Lamunan Ren buyar. Petra menunjukkan muka khawatir. Secara ringkas menjelaskan kalau Vanila tengah terdesak. Kama dan lainnya menaruh curiga soal grup rahasia dan menuduh Vanila terlibat.
“Vanila keceplosan, Ren ...! Dia ceroboh sekali menyebutkan grup Kainga,” jelas Petra dengan napas memburu.
Tanpa pikir panjang Ren segera berhambur pergi menemui teman-temannya. Benar saja, Kama dan lainnya mengelilingi Vanila di pantry.
Melihat Ren dan Petra, seketika Vanila melonjak senang. Semakin menunjukkan kalau ada sesuatu.
***
Kama dan Jaya berwajah sinis. Chiya mengomel tiada henti. Merasa tersakiti, merasa dikhianati. Sudah tidak ada yang bisa ditutupi. Ren pasrah, teman-temannya marah pada gerakan tersembunyi dengan beberapa kawan saja.
Sepatutnya teman yang marah mempertanyakan tujuan Ren membentuk Kainga. Tidak, mereka tidak bertanya. Perasaan mereka lebih kepada perasaan dikhianati. Sebal karena tidak diajak. Kesal seolah tak penting. Chiya berulang kali menanyakan “mengapa bukan aku?” padahal ia pun merasa butuh tempat berlindung dari carut marut kehidupan.

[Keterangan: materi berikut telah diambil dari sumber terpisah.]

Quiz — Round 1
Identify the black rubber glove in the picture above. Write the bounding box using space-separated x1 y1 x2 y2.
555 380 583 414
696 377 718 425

“Setidaknya kamu pintar, Pan ... bisa menemukan solusi bagi masalahmu sendiri!” ujar Vanila membela diri.
“Ya, tetapi bukan berarti kalian berhak menipuku!” ucap Chiya kesal.
"Bukan menipu, tidak ada yang berniay begitu!" seru Ren marah.
"Tapi kami merasa dikhianati, Ren!" Chiya tak kalah ngotot.
Kama dan Jaya ikut mendukung perkataan Chiya barusan. Ren memggaruk kepalanya. Semua anggota tim tujuh ada di sini kecuali Dimas yang tak mengerti sama sekali. Beberapa kali perdebatan mereka membuat pegawai dan anak magang lainnya menghampiri. Penasaran mendebatkan apa. Beberapa bahkan salah paham, mereka pikir perebutan cinta. “Biasa anak muda,” selentingan suara yang mampir ke telinga Ren.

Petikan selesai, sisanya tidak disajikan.